Ketika Muhammad mencapai usia remaja dan berkembang menjadi seorang yang dewasa, ia mulai mempelajari ilmu bela diri (gulat), berkuda dan memanah, begitu pula dengan ilmu untuk menambah keterampilannya dalam perniagaan. Perdagangan menjadi hal yang umum dilakukan dan dianggap sebagai salah satu pendapatan yang stabil.
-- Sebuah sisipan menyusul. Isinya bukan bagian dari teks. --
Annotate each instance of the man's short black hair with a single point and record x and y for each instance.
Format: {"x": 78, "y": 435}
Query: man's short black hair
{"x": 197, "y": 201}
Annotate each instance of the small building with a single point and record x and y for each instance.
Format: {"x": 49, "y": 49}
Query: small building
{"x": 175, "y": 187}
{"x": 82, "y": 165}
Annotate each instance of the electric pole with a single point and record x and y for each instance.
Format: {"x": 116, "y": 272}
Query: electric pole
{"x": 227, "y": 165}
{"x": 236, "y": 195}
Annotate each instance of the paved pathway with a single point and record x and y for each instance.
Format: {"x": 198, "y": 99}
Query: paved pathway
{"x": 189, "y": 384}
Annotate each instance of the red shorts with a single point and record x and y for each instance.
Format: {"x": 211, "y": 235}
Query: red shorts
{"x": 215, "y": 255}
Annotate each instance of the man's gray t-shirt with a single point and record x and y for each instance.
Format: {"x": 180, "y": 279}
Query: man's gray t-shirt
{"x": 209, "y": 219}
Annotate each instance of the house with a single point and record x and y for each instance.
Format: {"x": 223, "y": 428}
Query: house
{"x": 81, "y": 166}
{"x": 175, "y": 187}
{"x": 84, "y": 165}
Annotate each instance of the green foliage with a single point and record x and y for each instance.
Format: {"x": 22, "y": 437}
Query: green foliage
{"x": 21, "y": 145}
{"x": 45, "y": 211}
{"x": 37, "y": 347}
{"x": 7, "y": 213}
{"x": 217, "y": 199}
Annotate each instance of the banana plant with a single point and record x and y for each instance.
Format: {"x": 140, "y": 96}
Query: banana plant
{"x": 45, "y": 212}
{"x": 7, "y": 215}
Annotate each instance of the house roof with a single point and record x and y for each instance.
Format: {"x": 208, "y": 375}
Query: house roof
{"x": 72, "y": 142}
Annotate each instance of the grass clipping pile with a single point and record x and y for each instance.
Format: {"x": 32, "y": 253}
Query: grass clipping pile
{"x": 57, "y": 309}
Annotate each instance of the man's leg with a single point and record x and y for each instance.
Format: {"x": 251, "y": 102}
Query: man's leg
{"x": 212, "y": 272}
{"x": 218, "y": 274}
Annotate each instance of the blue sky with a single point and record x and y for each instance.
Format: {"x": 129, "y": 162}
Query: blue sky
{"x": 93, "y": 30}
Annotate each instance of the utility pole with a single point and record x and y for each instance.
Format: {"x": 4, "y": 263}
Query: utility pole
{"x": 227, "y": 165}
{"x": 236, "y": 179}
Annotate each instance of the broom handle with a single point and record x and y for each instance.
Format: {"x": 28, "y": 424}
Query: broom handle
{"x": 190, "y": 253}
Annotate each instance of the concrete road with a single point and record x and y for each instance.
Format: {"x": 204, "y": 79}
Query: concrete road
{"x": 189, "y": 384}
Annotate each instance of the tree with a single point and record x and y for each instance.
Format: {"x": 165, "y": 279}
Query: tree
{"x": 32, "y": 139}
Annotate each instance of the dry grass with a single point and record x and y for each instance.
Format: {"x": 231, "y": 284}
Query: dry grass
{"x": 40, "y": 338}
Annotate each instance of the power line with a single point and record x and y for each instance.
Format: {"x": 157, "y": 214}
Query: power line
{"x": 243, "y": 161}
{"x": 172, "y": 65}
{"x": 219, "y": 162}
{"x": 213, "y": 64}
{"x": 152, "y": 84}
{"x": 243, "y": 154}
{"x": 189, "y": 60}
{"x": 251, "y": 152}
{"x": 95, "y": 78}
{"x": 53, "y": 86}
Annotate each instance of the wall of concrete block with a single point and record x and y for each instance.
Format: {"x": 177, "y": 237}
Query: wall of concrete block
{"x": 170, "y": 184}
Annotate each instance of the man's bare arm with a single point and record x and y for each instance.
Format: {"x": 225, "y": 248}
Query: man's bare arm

Muhammad sering menemani pamannya berdagang ke arah Utara dan kabar tentang kejujuran dan sifatnya yang dapat dipercaya menyebar luas dengan cepat, membuatnya banyak dipercaya sebagai agen penjual perantara barang dagangan penduduk Mekkah.
Pada suatu hari, ketika mereka berkunjung  ke negeri Syam (Kawasan Syria, Lebanon dan Palestina) untuk berdagang saat Muhammad berusia 12 tahun, mereka bertemu dengan seorang Pendeta Nasrani, Buhaira (Buheira, Bahira) adalah seorang mantan  Yahudi yang menjadi pendeta Kristen Nestorian yang melihat tanda-tanda kenabian Muhammad. Ia tinggal di kota Bushra, Selatan Syam (sekarang Syria). Beliau telah melihat tanda-tanda kenabian pada diri Muhammad. Lalu Buhaira menasihati Abu Talib supaya tidak pergi jauh ke daerah Syam karena dikhawatirkan orang-orang Yahudi akan menyakiti Muhammad seandainya diketahui tanda-tanda tersebut. Abu Talib menuruti nasihat pendeta tersebut dan dia tidak banyak membawa harta dari perjalanan tersebut. Dia pulang segera ke Mekah dan mengasuh anak-anaknya. Muhammad juga telah menjadi bagian dari keluarga tersebut. Muhammad mengikuti mereka ke pusat perdagangan yang berdekatan dan mendengar sajak-sajak dari para penyair terkenal dan pidato-pidato oleh penduduk Yahudi yang anti Arab.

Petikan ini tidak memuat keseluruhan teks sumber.